The two most overlooked features in BLNAK are hibernate and tags. Together they give you fine-grained control over which apps are easy to launch versus which are deliberately friction-filled, without uninstalling anything.
Hibernate: the middle option
Long-press an app in BLNAK’s result list and you’ll see Hibernate. What it does:
- Clears the app’s background processes and cache. It stops running immediately.
- Pushes the app to the bottom of future search results. Still accessible, but harder to launch by reflex.
- Reversible in one tap. Hibernate again to un-hibernate — no uninstall-and-reinstall cycle.
The best use of hibernate is not the obvious one. It is not for apps you never use. It is for apps you use too much — and want to make harder to launch for a week.

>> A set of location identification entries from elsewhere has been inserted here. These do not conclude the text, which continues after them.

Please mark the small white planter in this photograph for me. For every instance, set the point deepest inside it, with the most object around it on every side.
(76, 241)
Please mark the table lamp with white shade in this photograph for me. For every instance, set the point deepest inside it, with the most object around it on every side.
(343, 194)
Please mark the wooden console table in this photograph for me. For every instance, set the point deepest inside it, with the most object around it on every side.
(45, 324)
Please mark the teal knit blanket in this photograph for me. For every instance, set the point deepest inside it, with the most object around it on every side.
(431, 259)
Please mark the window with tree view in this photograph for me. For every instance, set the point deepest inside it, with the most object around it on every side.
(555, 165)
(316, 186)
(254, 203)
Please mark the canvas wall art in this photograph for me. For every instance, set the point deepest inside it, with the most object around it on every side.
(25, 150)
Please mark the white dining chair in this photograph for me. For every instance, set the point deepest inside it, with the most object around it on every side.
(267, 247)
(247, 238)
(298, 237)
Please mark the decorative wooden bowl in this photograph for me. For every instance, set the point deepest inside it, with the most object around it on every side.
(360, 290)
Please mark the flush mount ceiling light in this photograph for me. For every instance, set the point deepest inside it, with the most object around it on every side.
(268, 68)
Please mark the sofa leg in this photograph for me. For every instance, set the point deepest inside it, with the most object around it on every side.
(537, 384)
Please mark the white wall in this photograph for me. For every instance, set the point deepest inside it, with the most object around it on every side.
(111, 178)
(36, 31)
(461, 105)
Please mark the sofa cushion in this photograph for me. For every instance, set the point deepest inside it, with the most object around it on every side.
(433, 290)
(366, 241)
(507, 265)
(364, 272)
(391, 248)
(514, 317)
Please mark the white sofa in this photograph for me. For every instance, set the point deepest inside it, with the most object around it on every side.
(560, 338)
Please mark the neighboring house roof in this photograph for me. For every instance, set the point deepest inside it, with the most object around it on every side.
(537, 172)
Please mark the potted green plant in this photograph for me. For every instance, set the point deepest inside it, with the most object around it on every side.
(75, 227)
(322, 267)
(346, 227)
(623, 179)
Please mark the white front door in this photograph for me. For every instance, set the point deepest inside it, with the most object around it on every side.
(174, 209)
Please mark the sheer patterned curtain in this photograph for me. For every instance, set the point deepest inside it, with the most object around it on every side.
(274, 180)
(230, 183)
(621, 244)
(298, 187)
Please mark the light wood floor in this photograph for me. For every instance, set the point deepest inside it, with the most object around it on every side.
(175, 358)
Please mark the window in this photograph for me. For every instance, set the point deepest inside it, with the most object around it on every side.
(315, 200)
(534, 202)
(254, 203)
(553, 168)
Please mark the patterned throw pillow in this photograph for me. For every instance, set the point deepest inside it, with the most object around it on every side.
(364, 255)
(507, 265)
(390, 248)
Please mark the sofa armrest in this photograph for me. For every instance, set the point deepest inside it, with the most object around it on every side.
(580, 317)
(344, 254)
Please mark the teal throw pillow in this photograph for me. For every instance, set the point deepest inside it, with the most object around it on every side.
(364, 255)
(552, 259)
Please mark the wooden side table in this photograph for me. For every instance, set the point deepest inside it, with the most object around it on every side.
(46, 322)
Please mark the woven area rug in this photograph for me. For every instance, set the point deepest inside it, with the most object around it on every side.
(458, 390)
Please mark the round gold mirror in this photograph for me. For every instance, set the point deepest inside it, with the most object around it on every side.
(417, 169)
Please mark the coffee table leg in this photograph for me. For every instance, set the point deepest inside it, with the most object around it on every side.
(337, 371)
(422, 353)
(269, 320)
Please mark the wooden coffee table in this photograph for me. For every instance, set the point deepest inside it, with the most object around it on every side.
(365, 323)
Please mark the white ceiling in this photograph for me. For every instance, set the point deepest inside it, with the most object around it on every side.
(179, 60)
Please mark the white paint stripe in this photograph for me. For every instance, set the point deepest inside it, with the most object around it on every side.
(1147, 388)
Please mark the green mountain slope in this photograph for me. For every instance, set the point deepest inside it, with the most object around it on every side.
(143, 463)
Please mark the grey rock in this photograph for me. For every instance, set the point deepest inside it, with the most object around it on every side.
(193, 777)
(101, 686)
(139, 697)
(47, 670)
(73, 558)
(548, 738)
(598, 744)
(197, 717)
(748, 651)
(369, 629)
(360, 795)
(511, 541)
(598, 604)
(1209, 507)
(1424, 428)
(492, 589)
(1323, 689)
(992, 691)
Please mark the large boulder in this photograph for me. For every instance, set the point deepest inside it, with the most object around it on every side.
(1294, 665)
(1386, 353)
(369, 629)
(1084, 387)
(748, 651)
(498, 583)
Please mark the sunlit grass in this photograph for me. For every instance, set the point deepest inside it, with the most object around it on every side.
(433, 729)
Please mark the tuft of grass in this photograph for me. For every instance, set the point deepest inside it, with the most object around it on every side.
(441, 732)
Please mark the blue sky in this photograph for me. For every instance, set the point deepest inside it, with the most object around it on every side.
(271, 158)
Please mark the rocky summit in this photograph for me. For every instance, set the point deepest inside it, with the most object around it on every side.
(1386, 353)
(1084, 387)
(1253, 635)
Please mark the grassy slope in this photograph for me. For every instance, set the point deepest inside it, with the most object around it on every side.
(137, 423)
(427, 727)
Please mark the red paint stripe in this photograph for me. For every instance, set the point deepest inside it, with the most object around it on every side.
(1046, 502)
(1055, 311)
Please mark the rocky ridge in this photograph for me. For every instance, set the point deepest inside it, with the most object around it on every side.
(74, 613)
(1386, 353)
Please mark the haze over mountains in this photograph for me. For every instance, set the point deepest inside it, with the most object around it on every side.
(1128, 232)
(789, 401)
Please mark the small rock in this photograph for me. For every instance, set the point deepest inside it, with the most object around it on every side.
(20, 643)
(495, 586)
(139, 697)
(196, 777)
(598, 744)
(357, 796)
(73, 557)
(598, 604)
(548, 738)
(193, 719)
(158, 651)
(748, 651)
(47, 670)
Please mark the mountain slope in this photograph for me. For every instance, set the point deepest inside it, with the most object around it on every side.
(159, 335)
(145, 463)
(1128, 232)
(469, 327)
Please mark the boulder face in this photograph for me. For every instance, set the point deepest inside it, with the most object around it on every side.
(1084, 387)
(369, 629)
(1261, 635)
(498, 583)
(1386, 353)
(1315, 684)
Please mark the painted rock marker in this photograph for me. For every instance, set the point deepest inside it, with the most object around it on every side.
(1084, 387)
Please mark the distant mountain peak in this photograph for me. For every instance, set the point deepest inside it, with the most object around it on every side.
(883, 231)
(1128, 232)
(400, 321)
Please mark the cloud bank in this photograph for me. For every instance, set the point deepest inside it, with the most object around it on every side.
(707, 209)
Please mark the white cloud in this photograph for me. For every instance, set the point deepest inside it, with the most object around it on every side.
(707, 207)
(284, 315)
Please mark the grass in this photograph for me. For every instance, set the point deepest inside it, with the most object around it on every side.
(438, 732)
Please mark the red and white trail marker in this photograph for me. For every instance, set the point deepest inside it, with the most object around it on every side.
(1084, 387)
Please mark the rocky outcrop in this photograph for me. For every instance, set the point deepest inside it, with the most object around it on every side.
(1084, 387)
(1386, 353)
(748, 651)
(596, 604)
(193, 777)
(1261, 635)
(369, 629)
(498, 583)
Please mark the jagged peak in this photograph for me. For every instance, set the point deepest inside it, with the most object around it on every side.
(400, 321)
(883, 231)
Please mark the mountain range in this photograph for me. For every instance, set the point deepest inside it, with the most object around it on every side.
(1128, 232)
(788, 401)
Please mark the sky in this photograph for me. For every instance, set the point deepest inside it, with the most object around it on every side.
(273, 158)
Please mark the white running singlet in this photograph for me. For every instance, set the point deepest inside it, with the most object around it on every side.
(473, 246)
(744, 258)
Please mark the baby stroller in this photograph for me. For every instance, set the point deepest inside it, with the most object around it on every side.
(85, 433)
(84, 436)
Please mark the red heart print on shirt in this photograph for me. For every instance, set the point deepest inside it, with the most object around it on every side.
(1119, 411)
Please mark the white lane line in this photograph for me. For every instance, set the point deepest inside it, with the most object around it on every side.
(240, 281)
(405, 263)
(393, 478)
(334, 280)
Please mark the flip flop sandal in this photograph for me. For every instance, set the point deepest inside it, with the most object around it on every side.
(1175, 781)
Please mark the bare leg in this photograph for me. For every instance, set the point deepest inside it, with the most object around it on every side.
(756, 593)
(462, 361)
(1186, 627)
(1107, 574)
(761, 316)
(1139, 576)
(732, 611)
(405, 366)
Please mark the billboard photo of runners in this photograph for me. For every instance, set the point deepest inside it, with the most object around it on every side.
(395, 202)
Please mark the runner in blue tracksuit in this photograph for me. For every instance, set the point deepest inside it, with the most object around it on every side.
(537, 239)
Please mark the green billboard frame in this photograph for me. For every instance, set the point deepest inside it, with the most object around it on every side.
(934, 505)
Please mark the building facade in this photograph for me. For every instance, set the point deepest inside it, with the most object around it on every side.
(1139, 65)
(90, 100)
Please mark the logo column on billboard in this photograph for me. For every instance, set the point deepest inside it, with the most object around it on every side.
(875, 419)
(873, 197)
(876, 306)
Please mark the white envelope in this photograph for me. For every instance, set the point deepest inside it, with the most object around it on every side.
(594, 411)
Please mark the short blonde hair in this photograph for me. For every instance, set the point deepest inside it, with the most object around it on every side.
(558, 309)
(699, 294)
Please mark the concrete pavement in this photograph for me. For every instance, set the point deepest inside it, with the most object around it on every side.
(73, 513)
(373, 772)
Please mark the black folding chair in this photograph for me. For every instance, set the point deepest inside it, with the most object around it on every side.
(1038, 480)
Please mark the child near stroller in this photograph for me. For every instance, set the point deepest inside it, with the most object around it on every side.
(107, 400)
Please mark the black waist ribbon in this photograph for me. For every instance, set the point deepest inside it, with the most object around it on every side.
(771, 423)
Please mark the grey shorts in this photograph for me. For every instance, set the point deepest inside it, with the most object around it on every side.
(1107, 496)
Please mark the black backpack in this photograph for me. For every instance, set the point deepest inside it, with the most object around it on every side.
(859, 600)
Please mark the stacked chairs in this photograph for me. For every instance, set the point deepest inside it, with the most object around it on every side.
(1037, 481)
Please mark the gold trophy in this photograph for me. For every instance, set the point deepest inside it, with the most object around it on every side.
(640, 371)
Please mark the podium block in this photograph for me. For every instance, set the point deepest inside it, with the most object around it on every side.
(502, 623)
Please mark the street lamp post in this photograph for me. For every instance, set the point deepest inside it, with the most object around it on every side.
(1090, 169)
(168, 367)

A week of hibernated Instagram is a remarkably effective break. You did not commit to deleting the app forever; you just made it slightly less frictionless. Habit loops break on less than that.
Tags: separate streams that don’t bleed
BLNAK lets you apply one or more tags to any app. Tags don’t replace search — they augment it.
Typing #work shows every app tagged work. Typing #games in the evening shows just the
games. You can even combine: #work chat shows work-tagged apps whose name matches “chat”.
Common tag schemes people use:
- By context:
work,home,commute,travel. - By consequence:
deep,shallow,waste. - By sensitivity:
money,private,kids.
Tags are stored only on your device. They are invisible to other apps, never synced, never transmitted.
Why this beats folders
Traditional launcher folders have two problems: they require a visible home-screen tile (which
defeats minimalism), and apps can only live in one folder at a time. BLNAK’s tags have neither
limit. An app can be both #work and #communication and #deep. The same app surfaces in
different contexts depending on how you search.
Combining with hibernate
A common pattern: tag distracting apps #waste, then during deep-work hours, hibernate the
entire tag at once. Everything in #waste freezes. When the work session ends, un-hibernate the
tag and normal life resumes.
These features are what “minimalist” means in practice. Not fewer apps. Fewer apps asking for your attention at any given moment.